Now that I broke down our city's musical history in a paragraph, let's talk about the side of the city that's a little more hidden. You know... the side of Houston that remains relatively underground to most residents yet leaks out across the globe unannounced. The up-welling of this has been acts like The Suffers, Fat Tony, and The Ton Tons which are all based in the downtown area. I'm glad you're asking yourself, "Why did he just say 'downtown area'?" Houston is the largest city in the country with no zoning laws - meaning industrial, commercial, and residential are all stacked on top of one another. This effects our locale by breaking everything up into pockets, where the same interest might be found in three entirely different areas of town. Because of this fact, there is an interesting phenomenon that occurs. Every once in a while, you will find something leaking out from the underground, but from a disconnected "pocket". Enter Travis Scott and Dpat. Both of these artists have achieved a good amount for someone their age. Travis Scott is signed to T.I.'s Grand Hustle as a producer and separately signed to Kayne's G.O.O.D. Music as an artist. Dpat slipped by almost unnoticed with his 2014 Grammy nominated production; Wiz Khalifa's "Remember You" featuring The Weeknd. His collaborating with Soulection artist Sango, saw him eventually joining their Los Angeles based roster.
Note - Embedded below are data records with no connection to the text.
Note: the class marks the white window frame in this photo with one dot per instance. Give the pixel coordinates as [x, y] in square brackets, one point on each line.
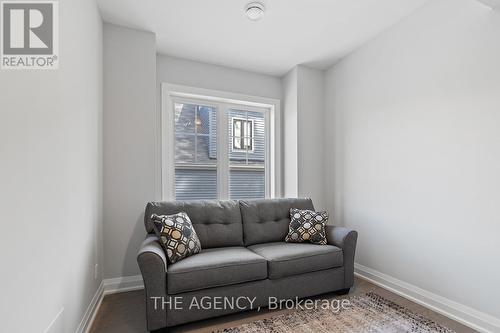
[222, 101]
[252, 140]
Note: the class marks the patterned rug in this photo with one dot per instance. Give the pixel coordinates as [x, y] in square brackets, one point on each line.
[366, 313]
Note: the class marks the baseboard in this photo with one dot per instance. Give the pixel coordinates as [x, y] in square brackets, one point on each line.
[473, 318]
[122, 284]
[89, 315]
[108, 287]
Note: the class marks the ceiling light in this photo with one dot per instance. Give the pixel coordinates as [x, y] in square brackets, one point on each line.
[254, 11]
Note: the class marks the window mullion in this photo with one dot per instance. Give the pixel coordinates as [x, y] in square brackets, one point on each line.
[222, 152]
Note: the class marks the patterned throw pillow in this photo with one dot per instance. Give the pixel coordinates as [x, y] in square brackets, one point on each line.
[307, 226]
[177, 235]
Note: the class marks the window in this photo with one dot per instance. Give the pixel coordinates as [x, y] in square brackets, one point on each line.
[242, 134]
[216, 148]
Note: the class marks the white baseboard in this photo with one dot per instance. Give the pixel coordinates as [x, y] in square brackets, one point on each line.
[108, 287]
[89, 315]
[473, 318]
[122, 284]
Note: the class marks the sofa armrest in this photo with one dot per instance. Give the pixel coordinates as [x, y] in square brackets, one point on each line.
[346, 239]
[153, 264]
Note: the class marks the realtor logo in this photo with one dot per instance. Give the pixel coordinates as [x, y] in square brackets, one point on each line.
[29, 35]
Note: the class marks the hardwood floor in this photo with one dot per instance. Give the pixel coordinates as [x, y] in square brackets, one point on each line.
[125, 313]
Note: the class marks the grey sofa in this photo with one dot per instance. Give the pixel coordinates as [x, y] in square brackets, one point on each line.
[243, 255]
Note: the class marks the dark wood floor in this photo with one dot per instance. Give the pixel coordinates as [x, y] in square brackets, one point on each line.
[125, 313]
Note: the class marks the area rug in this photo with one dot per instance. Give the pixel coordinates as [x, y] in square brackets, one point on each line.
[366, 313]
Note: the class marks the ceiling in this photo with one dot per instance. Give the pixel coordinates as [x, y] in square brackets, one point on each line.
[316, 33]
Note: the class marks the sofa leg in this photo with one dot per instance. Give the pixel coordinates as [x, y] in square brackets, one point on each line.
[342, 292]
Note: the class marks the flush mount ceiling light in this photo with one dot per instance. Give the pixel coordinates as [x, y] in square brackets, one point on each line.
[254, 11]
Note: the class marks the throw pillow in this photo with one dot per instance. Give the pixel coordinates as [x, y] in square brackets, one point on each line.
[177, 235]
[307, 226]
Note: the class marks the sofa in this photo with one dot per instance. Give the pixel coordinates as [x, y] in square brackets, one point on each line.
[243, 257]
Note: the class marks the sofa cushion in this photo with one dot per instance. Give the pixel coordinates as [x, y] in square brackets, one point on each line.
[215, 267]
[267, 220]
[217, 223]
[286, 259]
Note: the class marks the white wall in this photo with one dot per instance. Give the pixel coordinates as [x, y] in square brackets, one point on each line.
[413, 120]
[310, 143]
[129, 144]
[50, 176]
[201, 75]
[303, 115]
[290, 134]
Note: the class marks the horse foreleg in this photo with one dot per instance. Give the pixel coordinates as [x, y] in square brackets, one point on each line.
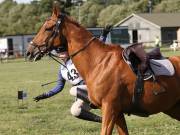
[174, 112]
[108, 121]
[121, 125]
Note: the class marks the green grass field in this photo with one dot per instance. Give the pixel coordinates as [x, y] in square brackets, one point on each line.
[52, 116]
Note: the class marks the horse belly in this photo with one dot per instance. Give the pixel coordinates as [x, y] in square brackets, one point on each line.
[160, 97]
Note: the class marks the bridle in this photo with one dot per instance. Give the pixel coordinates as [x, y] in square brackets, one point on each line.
[48, 44]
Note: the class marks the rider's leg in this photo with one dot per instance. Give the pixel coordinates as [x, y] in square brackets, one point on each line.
[80, 110]
[80, 92]
[141, 54]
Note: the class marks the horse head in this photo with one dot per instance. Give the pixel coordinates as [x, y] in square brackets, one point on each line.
[49, 36]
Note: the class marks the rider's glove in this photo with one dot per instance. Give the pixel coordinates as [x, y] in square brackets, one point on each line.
[106, 30]
[40, 97]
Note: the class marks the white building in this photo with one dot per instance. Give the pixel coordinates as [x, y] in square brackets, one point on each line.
[15, 43]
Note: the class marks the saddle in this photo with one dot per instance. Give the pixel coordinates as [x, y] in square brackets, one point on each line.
[157, 65]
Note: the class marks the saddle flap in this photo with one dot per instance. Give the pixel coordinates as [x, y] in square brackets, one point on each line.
[162, 67]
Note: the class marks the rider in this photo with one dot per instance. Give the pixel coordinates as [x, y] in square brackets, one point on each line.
[80, 108]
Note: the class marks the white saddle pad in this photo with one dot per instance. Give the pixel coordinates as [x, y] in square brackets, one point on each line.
[162, 67]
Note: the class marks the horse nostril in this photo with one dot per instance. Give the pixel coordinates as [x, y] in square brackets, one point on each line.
[28, 53]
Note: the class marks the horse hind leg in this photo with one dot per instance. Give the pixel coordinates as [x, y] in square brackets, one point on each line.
[121, 125]
[174, 112]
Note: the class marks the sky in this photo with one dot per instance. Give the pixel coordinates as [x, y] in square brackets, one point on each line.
[20, 1]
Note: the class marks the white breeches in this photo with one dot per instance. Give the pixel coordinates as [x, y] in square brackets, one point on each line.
[79, 104]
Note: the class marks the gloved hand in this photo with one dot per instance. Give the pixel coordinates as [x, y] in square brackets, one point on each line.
[40, 97]
[106, 30]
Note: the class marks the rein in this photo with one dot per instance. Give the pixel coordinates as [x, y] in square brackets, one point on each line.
[54, 58]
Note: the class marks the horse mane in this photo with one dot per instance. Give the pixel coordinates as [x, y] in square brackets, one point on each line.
[73, 21]
[109, 46]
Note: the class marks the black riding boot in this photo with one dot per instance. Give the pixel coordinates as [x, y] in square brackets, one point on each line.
[85, 115]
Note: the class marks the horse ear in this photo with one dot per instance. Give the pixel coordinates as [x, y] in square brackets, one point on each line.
[56, 8]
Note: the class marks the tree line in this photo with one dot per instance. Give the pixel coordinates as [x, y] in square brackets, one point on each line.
[27, 18]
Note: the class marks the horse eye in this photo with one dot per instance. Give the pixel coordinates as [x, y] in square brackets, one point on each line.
[49, 29]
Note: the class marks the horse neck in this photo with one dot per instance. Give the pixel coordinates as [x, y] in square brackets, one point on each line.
[77, 38]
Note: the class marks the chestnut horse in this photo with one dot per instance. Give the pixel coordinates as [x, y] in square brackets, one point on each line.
[109, 79]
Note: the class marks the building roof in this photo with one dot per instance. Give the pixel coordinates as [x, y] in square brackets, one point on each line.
[160, 19]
So I bet you're thinking, "...a musical article with all this mention of local Houston music history and no mention of DJ Screw!?". Got to save the best for last! So as we can all undoubtedly agree, the biggest influence on Houston culture in the passed decade, and a man who produced a sound that has leaked into international music, is none other than Robert Earl Davis - DJ Screw. May he rest in peace. His legacy and sound has been carried on by Michael Watts, OG Ron C, Z-RO and the rest of the Screwed Up Click (S.U.C.). Travis Scott and Dpat, who are undoubtedly Houston's hidden gems, can both be heard with tinges of Screw's influence leaking out of their pores into your ears. That syrupy, downtempo, dark hip-hop sound that is the birth and roots of the Modern Psychedelic Movement.

It is with great joy that I post the video below. Dpat's sounds represents everything about where Houston is headed. I wanted to inject a little psychedelic Houston-vibe into the production of this live video. Being a child of progressive-minded hippie parents, it gives me great joy to be part of the revival of the energy that my parents and so many more brought to life in the sixties. An energy that stems from The Beatles, Pink Floyd, and Jimi Hendrix all the way to the present day - DJ Screw. Yes, that is correct - DJ Screw. Screw was The King of Psychedelic Rap. I am laying claim to the birth of this title! I'm seriously serious for real and here's why. One day while cruising through the city bangin' Screw and Point Blank's "My Mind Went Blank" with S.U.C. producer Jhiame Bradshaw, I told him my epiphany of the title and he said, "You know Trev... I've never heard anyone say that before, but YOU RIGHT!". Robert Earl Davis is by far the biggest influence on the Houston sound. 

The craziest thing about this city, is that no matter how well you think you know it, it always has something up it's sleeve.